Indo Leather & Footwear Expo 2017 takes place in the Indonesian capital on 18–20 May and the event’s organisers hope that a resurgent manufacturing sector will help it realise its potential as an internationally attractive showcase for the country’s leather industry.

The 12th Indo Leather and Footwear Expo (ILF) will take place at the at the JIExpo–Kemayoran in Jakarta, on 18–20 May. Supported by the Ministries of Trade and cooperatives and SMEs of the Republic of Indonesia, as well as the Indonesian Footwear Association (APRISINDO) and the Indonesian Tanners’ Association (APKI), among others, there’s enough backing to make this year’s event a standout from its predecessors.

Featuring semi-finished and finished leather, exotics, components and accessories, and machinery for tanning and footwear, ILF can take advantage of the trend of leather production moving from China.

Industrial scale

According to a report by Jones Lang LaSalle (JLL), relocating manufacturers from China to Indonesia will stimulate growth until 2021, providing ample investment opportunities in the country’s numerous industrial complexes. The study, titled ‘A Revival of South East Asian Manufacturing Hubs’, said low-cost, export-oriented foreign manufacturers were facing rising labour and land costs at a time when China was trying to refocus its economy towards higher domestic consumption rates, increased services and larger exports.

Typical manufacturing wages were now $3.90 an hour in China, compared with around $1.00–1.40 in Indonesia, the report said.

“Indonesia’s manufacturing sector is expected to grow 6–7% annually until 2021 – up from 5% in 2016 – thanks to a stabilising currency and changes to economic policy,” said Regina Lim, head of South East Asia capital markets research at JLL.

Indonesia also recently implemented policies to encourage foreign participation in the country’s industrial sector by providing tax incentives and relaxing restrictions in its negative-investment list.

In addition, the JLL report noted that Indonesia was looking forward to strong levels of domestic consumption as the country’s middle-income population was expected to increase to 80 million by 2020, providing significantly wider markets for manufacturing goods.

Solid footing

This year, Indonesia will welcome new investments from at least eight footwear companies that plan to relocate production bases to the country from China and South Korea, said Achmad Sigit Dwiwahjono, the Industry Ministry’s director general for chemicals, textile and miscellaneous industries.

Those companies will invest nearly Rp7.6 trillion ($570 million) in Indonesia this year, which represents a vast increase on last year’s Rp1.9 trillion investments in the footwear and leather products industry.

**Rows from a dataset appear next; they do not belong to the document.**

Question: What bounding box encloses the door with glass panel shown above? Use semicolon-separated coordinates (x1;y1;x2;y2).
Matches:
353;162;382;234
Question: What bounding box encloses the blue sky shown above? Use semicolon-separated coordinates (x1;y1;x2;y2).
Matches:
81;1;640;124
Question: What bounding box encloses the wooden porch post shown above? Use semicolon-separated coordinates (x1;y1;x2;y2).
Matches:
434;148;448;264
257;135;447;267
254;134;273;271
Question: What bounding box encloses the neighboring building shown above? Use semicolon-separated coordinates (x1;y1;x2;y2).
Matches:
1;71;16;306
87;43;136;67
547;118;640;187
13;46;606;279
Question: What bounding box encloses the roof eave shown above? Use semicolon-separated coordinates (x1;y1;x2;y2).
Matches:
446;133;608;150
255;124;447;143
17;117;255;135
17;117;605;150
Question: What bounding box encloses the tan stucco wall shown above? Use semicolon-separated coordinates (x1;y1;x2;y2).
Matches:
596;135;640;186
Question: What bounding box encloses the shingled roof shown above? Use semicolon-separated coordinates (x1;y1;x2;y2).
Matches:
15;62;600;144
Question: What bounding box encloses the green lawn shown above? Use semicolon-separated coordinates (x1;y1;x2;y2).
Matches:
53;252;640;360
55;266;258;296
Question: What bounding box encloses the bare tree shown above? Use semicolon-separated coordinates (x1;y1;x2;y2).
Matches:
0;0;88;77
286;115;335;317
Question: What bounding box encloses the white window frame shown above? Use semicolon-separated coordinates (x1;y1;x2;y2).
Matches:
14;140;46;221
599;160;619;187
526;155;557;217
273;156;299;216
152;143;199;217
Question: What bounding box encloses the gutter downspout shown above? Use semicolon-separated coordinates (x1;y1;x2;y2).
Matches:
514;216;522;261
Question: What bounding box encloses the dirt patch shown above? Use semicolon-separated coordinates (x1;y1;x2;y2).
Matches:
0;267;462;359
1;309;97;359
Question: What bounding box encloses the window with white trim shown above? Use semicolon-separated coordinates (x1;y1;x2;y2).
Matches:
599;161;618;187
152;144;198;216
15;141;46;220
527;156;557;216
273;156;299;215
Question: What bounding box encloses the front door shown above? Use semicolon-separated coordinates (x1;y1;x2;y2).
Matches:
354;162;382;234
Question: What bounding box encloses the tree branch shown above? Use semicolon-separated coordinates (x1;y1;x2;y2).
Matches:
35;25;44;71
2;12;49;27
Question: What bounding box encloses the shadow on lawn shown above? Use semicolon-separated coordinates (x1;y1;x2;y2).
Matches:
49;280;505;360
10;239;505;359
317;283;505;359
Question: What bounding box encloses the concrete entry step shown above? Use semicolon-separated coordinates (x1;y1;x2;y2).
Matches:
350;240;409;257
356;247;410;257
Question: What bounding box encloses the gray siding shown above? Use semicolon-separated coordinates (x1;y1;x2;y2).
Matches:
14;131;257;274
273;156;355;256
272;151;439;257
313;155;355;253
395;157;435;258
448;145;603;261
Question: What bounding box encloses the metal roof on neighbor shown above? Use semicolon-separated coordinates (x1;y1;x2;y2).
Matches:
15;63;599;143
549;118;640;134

The government initially set a target of Rp2.0 trillion investments in the sector this year.

JLL warned, however, that Indonesia and its South East Asian counterparts needed to implement lasting reforms to sustain long-term manufacturing growth.

“The ability of South East Asia to move up the value chain will depend on the extent to which China’s costs increase,” added Lim. “It will also hinge on the growth of domestic consumption in these markets, the quality of education provided, the availability of infrastructure and the ease of doing business.”

Work in progress

With the momentum in Indonesia’s favour, organisers are hopeful that this edition will be more of a success than last year, when only one European tannery – Italy’s La Querce – exhibited.

ILF is fairly small, relatively speaking, and only very few Indonesian tanners exhibited last year. Many Chinese producers of shoe-making machines exhibited, but struggled to attract many visitors.

As reported in Leather International following ILF last year, Indonesian tanners, unlike their Pakistani and Indian colleagues, weren’t especially bothered by their national sector show, but it ought to be a showcase for the industry. If every tannery and shoe factory participated, it would encourage overseas buyers and sellers to attend, which would make it more successful.

Organisers, visitors and exhibitors are hoping there will be more of a collective effort to spur on this potentially robust sector, especially considering the details in the JLL report and the growth that Indonesia stands to achieve.